The Metaverse Will Engage All Five Senses
Dr. Jeroen Van Ham | Apr 07, 2023
Even as the electronics industry keeps improving virtual reality (VR) and augmented reality (AR), along comes an even more expansive concept: the metaverse. Where AR and VR are essentially visual in nature, we expect the metaverse to engage all our senses to blend real and digital worlds into an even richer experience.
VR and AR may be visual, but providing that visual experience requires a suite of sensors and actuators that have nothing to do with detecting or emitting light. Sensors for positioning, stability, and motion are fundamental. Data from these different sensors must be processed, and software that can integrate that data to produce progressively richer and more enjoyable experiences must be continuously refined. Developing VR/AR has been no small challenge.

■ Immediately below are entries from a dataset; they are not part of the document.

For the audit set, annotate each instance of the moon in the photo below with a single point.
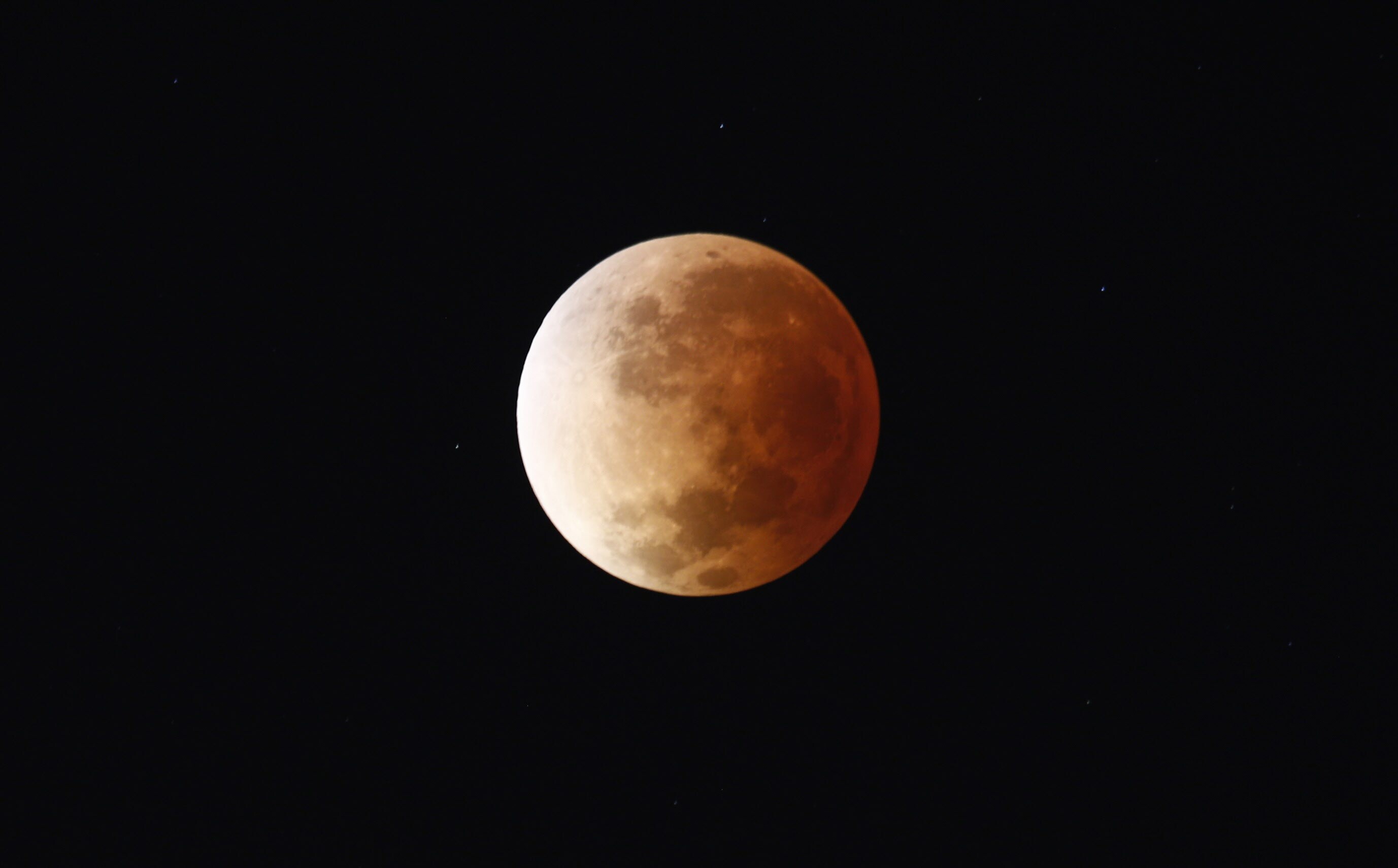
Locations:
(698, 414)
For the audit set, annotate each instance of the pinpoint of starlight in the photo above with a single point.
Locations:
(698, 414)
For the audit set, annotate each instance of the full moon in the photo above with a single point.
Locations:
(698, 414)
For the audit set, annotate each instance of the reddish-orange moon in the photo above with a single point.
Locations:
(698, 414)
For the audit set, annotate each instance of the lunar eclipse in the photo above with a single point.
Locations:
(698, 414)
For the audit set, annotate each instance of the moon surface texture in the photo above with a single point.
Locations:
(698, 414)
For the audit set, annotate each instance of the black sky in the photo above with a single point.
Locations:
(1119, 582)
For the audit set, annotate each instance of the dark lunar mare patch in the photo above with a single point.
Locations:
(659, 559)
(719, 576)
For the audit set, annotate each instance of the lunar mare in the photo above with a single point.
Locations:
(698, 414)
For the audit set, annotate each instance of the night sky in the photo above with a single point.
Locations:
(1120, 576)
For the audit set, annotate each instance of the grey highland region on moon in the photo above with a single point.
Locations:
(698, 414)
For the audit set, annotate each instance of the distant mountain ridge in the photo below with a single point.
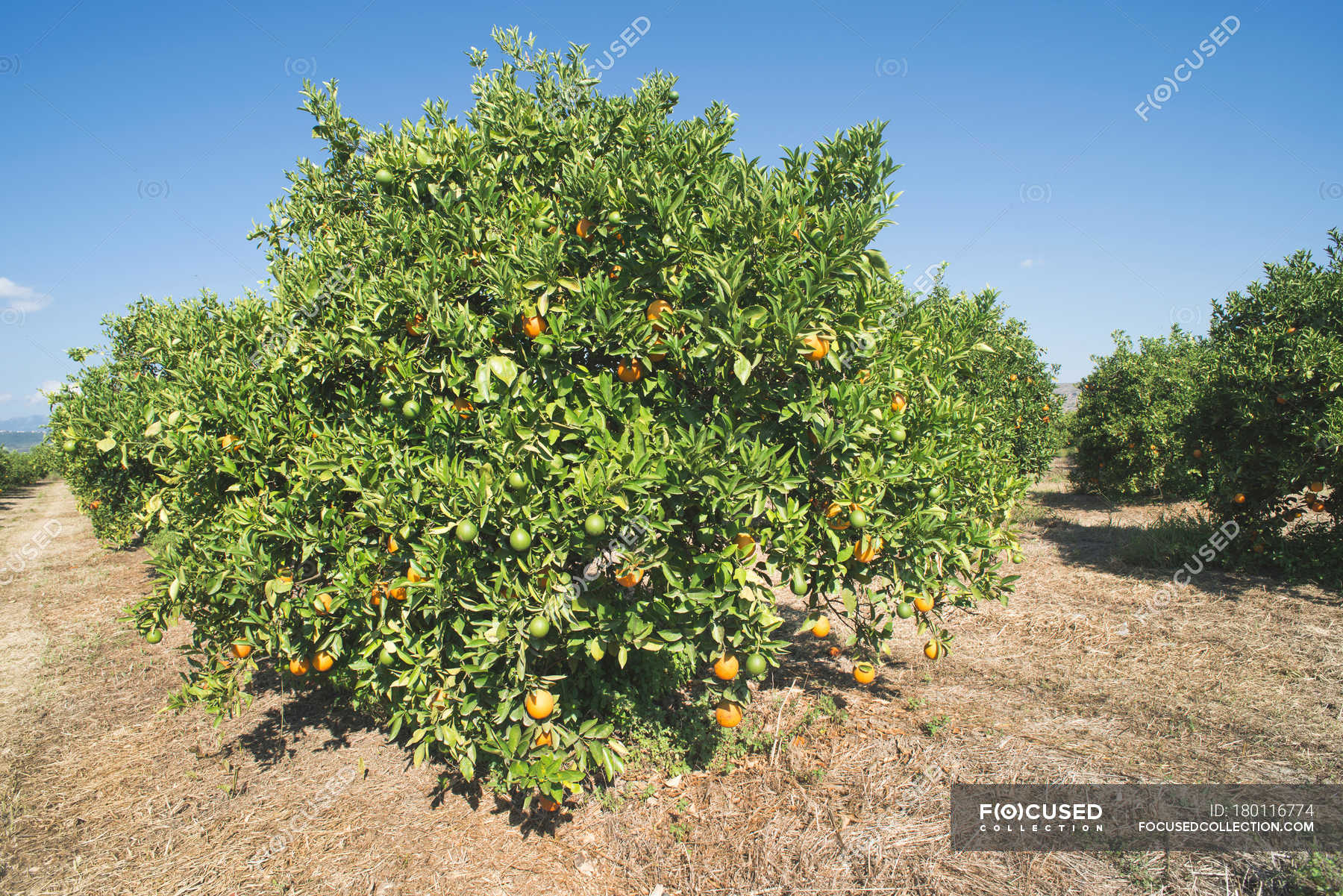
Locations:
(25, 424)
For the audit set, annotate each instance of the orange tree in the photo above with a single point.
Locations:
(1269, 422)
(1009, 375)
(1131, 422)
(543, 411)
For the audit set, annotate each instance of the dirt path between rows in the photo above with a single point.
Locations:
(1079, 679)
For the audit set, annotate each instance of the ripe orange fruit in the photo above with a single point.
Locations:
(629, 372)
(728, 714)
(533, 325)
(839, 516)
(657, 308)
(539, 704)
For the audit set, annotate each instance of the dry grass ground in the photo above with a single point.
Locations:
(836, 789)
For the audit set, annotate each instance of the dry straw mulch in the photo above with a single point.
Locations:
(1077, 680)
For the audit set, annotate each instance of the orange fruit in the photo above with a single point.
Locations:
(866, 548)
(839, 516)
(533, 325)
(629, 372)
(657, 308)
(819, 347)
(539, 704)
(728, 714)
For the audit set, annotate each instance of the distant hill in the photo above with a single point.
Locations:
(20, 441)
(25, 424)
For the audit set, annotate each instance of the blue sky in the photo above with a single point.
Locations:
(145, 140)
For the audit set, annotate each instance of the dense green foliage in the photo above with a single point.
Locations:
(1269, 418)
(530, 391)
(1130, 429)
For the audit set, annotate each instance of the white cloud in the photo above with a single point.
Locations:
(22, 298)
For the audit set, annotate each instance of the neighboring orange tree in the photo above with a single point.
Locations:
(543, 410)
(1007, 371)
(1269, 419)
(1131, 422)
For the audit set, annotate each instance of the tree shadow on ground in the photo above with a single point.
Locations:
(273, 738)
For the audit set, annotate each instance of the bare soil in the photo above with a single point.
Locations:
(842, 790)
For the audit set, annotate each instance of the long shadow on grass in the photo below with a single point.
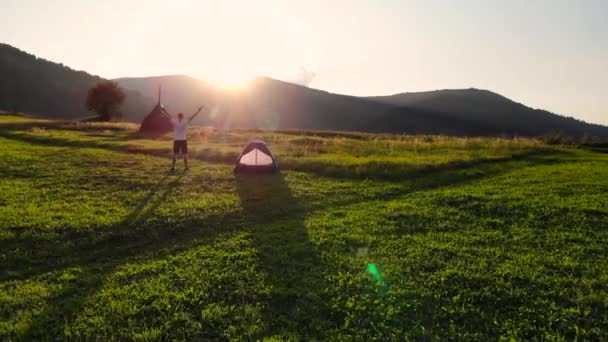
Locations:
(290, 262)
(86, 260)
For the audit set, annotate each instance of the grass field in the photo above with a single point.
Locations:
(360, 237)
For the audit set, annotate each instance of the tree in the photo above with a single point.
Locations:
(105, 99)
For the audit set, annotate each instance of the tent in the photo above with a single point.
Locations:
(255, 158)
(158, 121)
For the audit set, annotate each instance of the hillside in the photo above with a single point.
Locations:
(34, 85)
(496, 111)
(360, 237)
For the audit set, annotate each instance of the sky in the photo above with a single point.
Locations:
(549, 54)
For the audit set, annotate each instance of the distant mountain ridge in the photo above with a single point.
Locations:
(483, 106)
(38, 86)
(35, 85)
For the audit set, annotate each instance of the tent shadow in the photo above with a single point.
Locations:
(290, 262)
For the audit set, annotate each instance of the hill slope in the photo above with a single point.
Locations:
(272, 104)
(35, 85)
(494, 110)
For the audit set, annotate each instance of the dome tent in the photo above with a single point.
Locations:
(158, 121)
(256, 158)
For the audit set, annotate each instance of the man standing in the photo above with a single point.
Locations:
(180, 137)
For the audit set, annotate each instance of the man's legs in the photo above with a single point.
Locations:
(185, 152)
(175, 152)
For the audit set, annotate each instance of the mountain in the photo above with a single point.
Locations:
(267, 103)
(485, 107)
(34, 85)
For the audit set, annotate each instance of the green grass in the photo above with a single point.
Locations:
(359, 237)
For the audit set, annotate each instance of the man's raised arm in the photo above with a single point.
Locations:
(195, 114)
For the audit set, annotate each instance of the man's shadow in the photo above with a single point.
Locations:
(291, 263)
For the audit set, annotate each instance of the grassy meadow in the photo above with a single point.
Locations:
(359, 237)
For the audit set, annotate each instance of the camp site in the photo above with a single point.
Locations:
(299, 171)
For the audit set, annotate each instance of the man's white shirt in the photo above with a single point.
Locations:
(180, 129)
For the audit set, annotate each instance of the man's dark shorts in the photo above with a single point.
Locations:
(180, 146)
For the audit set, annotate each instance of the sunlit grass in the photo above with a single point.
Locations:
(360, 237)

The metaverse experience will require more sensors, more different types of sensors, far greater processing power, and ever more sophisticated software. Orchestrating all of this will be that much more formidable a task—eminently achievable, but the process will certainly keep us all busy.

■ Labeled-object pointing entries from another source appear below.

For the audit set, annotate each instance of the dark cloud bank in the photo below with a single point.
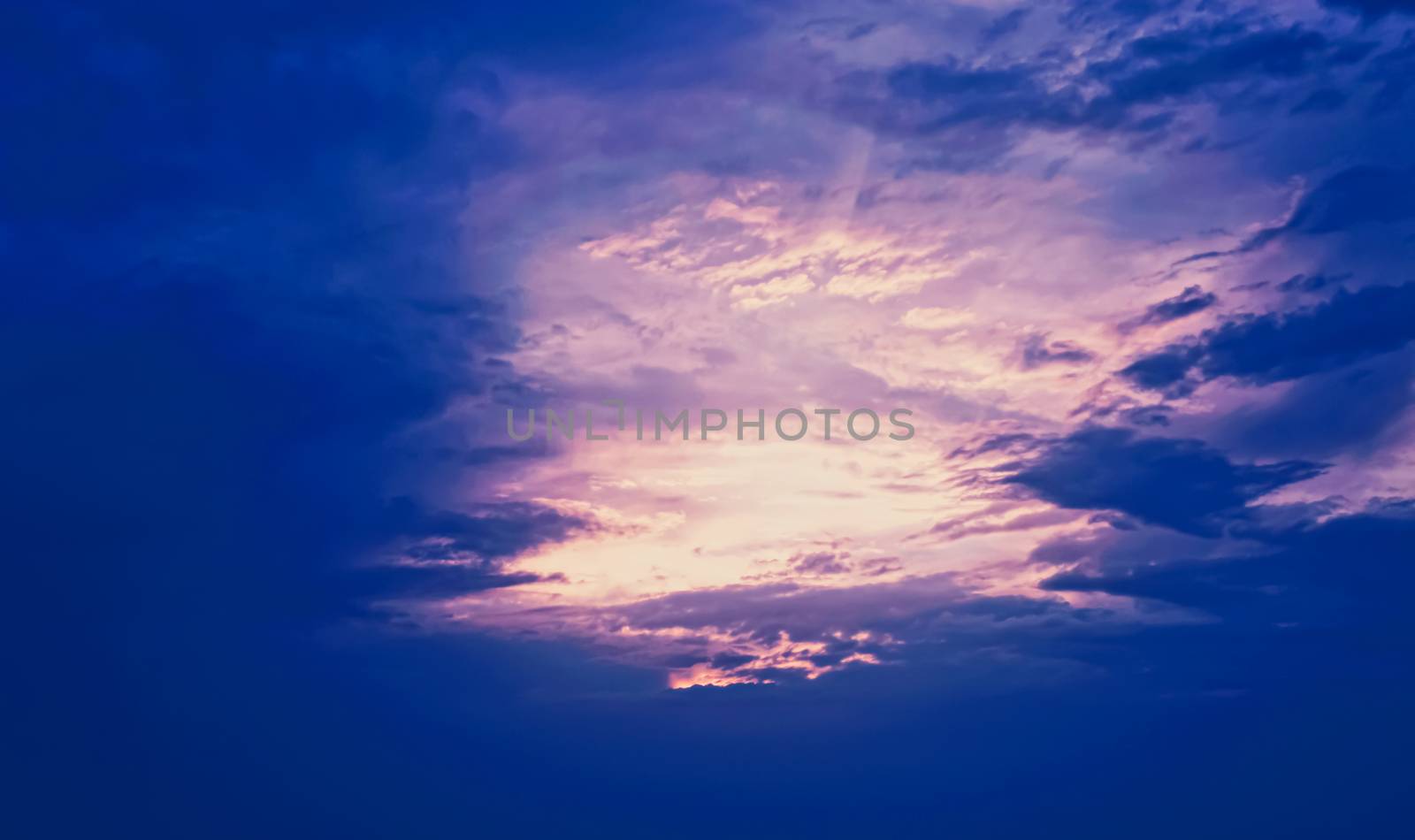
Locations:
(223, 349)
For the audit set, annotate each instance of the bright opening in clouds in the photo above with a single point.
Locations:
(287, 286)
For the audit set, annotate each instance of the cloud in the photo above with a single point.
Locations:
(1189, 302)
(1036, 353)
(1372, 9)
(1181, 484)
(1275, 347)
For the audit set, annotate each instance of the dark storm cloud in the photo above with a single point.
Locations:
(1181, 484)
(975, 103)
(1353, 198)
(1274, 347)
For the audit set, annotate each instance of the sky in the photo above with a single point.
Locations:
(275, 276)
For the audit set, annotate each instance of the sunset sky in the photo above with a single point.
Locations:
(275, 275)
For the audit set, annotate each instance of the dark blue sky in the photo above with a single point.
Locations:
(266, 271)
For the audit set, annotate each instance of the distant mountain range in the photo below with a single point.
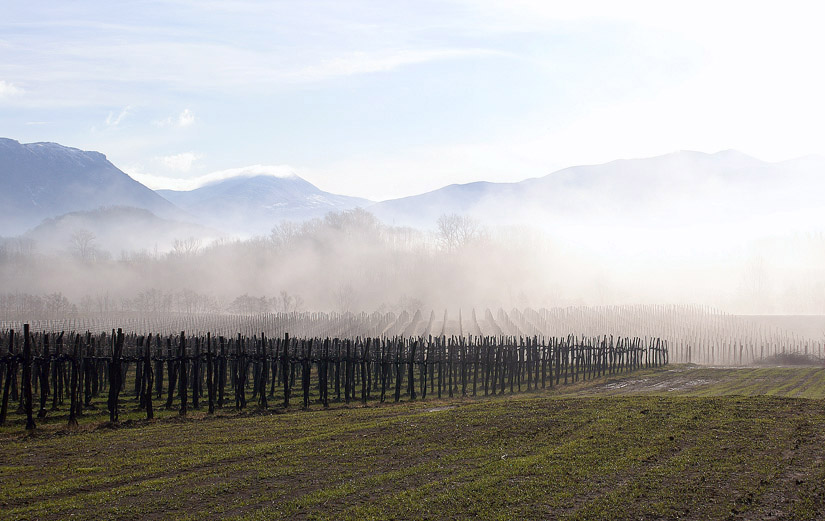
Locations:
(43, 180)
(253, 204)
(117, 229)
(684, 189)
(679, 189)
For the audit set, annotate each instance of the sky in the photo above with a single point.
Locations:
(385, 99)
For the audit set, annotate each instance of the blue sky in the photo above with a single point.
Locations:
(385, 99)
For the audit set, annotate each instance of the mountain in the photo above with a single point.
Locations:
(679, 189)
(115, 229)
(43, 180)
(252, 204)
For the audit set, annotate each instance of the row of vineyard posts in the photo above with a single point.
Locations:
(183, 372)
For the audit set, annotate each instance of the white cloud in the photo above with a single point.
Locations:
(179, 162)
(8, 89)
(113, 120)
(366, 62)
(159, 182)
(184, 119)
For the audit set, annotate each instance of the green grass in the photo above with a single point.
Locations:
(680, 443)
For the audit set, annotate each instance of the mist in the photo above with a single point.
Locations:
(351, 261)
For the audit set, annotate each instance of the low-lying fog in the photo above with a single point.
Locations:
(350, 261)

To get a better grasp of what the metaverse might be, a quick look at where we are today will be useful.
VR could include digital representations of real places in our physical world, virtual depictions of environments that otherwise don't exist, or any conceivable mix of the seemingly real with the fantastical, as long as all of it is computer-generated.

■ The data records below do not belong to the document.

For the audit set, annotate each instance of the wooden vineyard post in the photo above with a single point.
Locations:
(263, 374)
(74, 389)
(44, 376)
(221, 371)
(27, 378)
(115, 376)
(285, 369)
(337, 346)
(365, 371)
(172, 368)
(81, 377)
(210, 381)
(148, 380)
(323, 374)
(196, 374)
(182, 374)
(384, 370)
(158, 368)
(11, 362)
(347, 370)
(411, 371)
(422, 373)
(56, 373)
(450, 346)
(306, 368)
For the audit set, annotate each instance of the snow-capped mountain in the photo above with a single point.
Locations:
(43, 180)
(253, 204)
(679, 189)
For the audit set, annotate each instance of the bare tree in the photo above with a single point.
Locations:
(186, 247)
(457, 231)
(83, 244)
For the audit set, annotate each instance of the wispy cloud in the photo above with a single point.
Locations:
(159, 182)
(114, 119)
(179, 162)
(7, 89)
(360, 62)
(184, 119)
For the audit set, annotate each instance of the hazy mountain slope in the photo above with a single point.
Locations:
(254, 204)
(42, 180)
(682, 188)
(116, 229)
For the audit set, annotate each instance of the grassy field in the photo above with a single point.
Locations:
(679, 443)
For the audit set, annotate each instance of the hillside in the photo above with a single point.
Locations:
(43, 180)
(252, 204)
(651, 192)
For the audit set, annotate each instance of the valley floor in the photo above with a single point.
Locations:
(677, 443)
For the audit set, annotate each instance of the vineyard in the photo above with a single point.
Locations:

AR and mixed reality (MR) both start with the real, physical world and then add something virtual. The virtual element could be anything from simple alphanumeric data to animated objects, characters, or scenes. What distinguishes AR from MR is still a matter of opinion. When distinctions are made they are typically about matters of degree—about the balance of real and virtual.
To make things murkier, there's also XR. For some the X in XR is just a stand-in for the V, A, and M in VR, AR, and MR, respectively. Others say the X in XR means "extended," and of course there's no agreement about what that means either. Extended reality might be synonymous with the metaverse—or it might not. Or it might end up being merely a catch-all term that relieves people from listing "VR, AR, MR, and the metaverse" every time the subject comes up.
While the terms remain fuzzy, the technologies involved can be considered somewhat definitive, at least for now. For starters, VR is defined by the use of goggles and probably always will be.
As of today, AR and MR both tend to rely on some transparent medium (eyeglasses or goggles) or something with a camera-and-screen combo that can behave as if it is transparent (a smartphone or, again, goggles) that are accompanied by some mechanism that enables users to perceive digital data and imagery. Currently the technologies for AR and MR are very similar, and if XR is anything it's not adequately defined, so for the remainder of this essay we’re going to keep things simple and refer only to VR, AR, and the metaverse.
There is no agreement on the definition of the metaverse either—but we stated our opinion earlier. We think there's no point in building toward a metaverse unless it reaches beyond VR and AR to encompass sight, sound, touch, smell, and taste.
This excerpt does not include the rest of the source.